Is Davies Canada’s Greatest Soccer Player?
The outcome of the match was no longer in question. Still, that didn’t mean Alphonso Davies couldn’t add a little bit more magic to the proceedings.
Bayern Munich were well in command of their UEFA Champions League quarter-final against Barcelona, en route to a stunning 8-2 triumph. Already four goals to the good, that’s when Bayern left-back and Canadian international Davies interjected himself into the festivities.
Moving forward with the ball from the halfway line, Davies eluded three Barcelona players, including Lionel Messi. He turned Barcelona defender Nelson Semedo inside. Davies brought the ball through the left side of the penalty area before neatly slotting a pass across to Joshua Kimmich for the routine tap in.

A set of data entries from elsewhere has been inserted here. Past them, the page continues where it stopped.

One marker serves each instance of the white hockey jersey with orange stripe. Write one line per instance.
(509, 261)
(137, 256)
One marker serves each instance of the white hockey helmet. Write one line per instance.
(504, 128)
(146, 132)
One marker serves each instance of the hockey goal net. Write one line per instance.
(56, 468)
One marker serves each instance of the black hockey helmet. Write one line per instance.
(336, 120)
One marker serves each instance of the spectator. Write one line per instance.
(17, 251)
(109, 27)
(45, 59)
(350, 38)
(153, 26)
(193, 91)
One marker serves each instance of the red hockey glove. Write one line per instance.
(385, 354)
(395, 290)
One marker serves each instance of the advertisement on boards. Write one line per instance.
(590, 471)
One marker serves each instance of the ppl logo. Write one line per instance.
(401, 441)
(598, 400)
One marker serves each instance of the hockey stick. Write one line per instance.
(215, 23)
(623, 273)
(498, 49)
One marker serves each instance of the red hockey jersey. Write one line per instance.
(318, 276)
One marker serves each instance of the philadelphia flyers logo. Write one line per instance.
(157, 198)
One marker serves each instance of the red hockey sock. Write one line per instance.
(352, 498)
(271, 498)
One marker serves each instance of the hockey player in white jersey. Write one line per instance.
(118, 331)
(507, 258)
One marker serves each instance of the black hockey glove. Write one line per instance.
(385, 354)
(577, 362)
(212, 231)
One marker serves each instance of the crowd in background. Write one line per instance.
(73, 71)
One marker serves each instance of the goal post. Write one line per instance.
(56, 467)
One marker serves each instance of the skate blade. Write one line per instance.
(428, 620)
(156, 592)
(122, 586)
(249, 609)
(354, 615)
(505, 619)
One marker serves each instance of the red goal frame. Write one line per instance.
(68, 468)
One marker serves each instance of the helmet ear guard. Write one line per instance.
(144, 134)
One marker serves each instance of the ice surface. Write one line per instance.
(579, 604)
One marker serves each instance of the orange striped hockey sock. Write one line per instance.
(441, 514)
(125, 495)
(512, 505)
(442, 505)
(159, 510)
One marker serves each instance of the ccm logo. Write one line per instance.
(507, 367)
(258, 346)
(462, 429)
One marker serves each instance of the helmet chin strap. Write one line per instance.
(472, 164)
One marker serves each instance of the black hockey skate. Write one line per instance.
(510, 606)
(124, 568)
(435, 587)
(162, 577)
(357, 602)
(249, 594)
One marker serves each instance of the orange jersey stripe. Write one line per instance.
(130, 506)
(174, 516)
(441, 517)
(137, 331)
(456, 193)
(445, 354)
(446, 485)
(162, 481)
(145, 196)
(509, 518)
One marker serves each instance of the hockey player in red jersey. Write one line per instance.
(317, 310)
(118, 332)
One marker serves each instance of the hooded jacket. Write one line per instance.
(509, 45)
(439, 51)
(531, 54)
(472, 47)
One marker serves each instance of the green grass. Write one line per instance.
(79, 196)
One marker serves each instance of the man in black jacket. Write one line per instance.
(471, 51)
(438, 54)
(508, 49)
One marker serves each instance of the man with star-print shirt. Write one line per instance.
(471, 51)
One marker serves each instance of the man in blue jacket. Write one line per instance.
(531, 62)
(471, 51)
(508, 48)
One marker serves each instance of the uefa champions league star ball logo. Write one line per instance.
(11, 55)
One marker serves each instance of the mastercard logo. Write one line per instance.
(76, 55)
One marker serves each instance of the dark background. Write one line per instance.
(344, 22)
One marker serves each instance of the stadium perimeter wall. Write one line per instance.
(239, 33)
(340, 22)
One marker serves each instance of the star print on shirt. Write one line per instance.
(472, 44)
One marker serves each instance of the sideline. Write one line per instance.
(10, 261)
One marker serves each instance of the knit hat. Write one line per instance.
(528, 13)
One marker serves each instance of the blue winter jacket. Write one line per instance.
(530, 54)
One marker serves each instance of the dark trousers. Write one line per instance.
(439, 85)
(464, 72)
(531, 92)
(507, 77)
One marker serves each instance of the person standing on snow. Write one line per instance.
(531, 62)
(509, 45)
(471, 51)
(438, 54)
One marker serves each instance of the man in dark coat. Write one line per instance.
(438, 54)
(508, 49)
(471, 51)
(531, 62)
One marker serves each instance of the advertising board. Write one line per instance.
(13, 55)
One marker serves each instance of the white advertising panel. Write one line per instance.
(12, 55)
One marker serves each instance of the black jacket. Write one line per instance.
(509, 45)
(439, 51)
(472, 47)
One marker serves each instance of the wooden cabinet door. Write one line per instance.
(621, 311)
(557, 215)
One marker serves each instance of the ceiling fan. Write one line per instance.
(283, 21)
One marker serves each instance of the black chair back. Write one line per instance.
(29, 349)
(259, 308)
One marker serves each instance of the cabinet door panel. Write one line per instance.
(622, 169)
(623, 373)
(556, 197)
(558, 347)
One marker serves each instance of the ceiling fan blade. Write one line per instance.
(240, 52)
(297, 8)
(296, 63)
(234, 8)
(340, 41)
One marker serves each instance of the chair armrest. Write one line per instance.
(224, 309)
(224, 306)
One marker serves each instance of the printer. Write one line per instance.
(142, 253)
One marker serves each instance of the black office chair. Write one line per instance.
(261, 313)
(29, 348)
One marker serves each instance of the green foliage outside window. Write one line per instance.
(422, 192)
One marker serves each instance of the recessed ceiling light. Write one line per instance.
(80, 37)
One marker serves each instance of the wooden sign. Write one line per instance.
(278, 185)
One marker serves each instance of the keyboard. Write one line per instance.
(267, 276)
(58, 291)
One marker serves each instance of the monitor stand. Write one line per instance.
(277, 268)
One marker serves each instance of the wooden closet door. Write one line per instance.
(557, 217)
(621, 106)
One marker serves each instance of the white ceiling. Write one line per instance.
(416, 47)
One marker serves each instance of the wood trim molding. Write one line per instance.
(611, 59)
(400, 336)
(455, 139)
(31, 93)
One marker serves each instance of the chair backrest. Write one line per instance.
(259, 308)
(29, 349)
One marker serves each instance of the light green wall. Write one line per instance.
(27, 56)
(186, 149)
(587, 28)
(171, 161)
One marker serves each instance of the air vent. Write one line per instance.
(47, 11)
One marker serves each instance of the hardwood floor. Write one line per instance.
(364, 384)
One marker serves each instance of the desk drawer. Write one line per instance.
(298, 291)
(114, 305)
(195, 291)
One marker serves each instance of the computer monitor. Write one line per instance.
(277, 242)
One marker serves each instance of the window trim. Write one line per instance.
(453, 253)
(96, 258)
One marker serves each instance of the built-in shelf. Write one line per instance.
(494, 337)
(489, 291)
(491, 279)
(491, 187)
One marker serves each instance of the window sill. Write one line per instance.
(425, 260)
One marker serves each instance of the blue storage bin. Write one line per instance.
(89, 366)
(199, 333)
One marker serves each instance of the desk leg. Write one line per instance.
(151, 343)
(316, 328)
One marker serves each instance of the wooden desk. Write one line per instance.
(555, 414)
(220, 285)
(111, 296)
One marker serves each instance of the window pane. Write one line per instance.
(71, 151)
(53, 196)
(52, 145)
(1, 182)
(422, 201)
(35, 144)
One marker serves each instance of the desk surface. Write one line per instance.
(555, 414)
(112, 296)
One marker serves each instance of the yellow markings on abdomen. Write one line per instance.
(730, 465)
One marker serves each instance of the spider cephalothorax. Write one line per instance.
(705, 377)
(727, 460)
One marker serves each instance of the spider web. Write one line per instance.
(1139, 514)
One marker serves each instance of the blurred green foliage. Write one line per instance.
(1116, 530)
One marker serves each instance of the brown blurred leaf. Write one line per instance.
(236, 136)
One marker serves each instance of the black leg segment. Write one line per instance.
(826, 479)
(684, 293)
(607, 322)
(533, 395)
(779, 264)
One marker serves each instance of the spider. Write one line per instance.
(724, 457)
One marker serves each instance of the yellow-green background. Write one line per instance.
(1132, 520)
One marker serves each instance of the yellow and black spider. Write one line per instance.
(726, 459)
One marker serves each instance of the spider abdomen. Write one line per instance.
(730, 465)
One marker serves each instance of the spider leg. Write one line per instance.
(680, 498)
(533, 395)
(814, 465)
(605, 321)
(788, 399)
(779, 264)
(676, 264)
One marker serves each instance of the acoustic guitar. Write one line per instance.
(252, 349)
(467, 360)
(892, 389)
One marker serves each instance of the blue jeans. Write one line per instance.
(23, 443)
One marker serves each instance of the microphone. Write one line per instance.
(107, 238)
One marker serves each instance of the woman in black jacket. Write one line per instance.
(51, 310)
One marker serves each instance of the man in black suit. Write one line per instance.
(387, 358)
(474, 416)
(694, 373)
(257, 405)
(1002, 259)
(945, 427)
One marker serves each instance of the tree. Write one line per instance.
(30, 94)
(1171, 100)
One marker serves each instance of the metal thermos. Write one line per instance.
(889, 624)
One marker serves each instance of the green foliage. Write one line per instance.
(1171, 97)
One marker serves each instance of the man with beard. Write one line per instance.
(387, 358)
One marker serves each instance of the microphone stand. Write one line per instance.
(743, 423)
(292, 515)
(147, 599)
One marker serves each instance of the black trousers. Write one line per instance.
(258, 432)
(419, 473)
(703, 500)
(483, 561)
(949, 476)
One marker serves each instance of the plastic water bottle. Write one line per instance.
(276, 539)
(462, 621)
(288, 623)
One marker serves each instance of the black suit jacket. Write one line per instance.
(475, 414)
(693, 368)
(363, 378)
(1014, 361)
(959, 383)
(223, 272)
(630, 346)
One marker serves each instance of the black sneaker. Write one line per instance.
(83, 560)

“Regarding that assist, I say ‘Wow!’ It was world-class,” Bayern teammate Jerome Boateng told Bundesliga.com. “In terms of his development it’s not often there’s such a talented youngster who explodes like that and finds their position.
“I’m really happy for him because he’s a really likeable boy away from the pitch. He’s kept his feet on the ground and hasn’t gotten carried away.”
At the outset of this season with the German giants, Davies, only 19, was on the cusp of the first team – not considered a regular but most certainly a piece of Bayern’s puzzle.
Before long, injuries would create an opportunity for Davies in the Bayern backline and he would fit himself into the overall picture quite wonderfully.
Early-season injuries to Niklas Süle and Lucas Hernandez caused a gap in the Bayern defense. Left-back David Alaba shifted to a central defender role. Davies, normally a midfielder or winger, slotted in at left-back and didn’t just fill in, he played a starring role.
Though both of the injured veterans have long since regained their fitness, the steady, often spectacular play of Davies has prevented either from reclaiming their first-team place.
“He just wants to get better and continue learning,” Boateng said of Davies. “It’s a pleasure to watch him do that. There’s still so much potential there, I must say.
“It wasn’t his regular position in the past, so you can still expect more from him. He’s still going to get much better.”
In fact, before celebrating his 20th birthday, Davies may already be ready to lay claim to the title of Canada’s greatest-ever footballer.
From Refugee To Prodigy
Davies was born in a refugee camp in Ghana. His parents had fled civil war in their homeland of Liberia.
They moved to Canada when he was five. By the age of 15, Davies was signing a professional contract with the Vancouver Whitecaps of the MLS.
Wooed by Manchester United, rejected by Barcelona, Davies opted for the legendary German side. “I am very happy,” Davies tweeted. FC Bayern is one of the best clubs in the world, and for me it’s a dream come true to play here.
“I felt happy from Day One. I want to win as many titles as possible with this club.”
A title could be arriving very soon for Bayern. At Bovada, the German sensations are the -185 odds-on favorites to capture the UEFA Champions League title.
All-Time Great Canadians
The contenders for the all-time greatest Canadian footballer is a shortlist. Canada’s history in the beautiful game isn’t exactly pretty. Canada’s lone World Cup appearance came at Mexico in 1986. The Canadiens failed to register a goal in their three group stage matches. Canada is currently ranked 73rd in the world by FIFA.
Goalkeeper Craig Forrest is the most well-known Canadian international. The former Ipswich and West Ham player earned 56 caps for Canada and was named to the No. 1 shirt in Canada’s all-time team in 2012.
Even though he played internationally for England, Owen Hargreaves was born and raised in Calgary, Alberta, so he technically counts as Canadian. The Manchester United midfielder also got his start in Europe with Bayern Munich.
Davies already has five goals in 17 appearances for Canada. He made his senior international debut at the age of 17. Last fall, he scored the match-winner when the Canadians beat the USA for the first time in 34 years.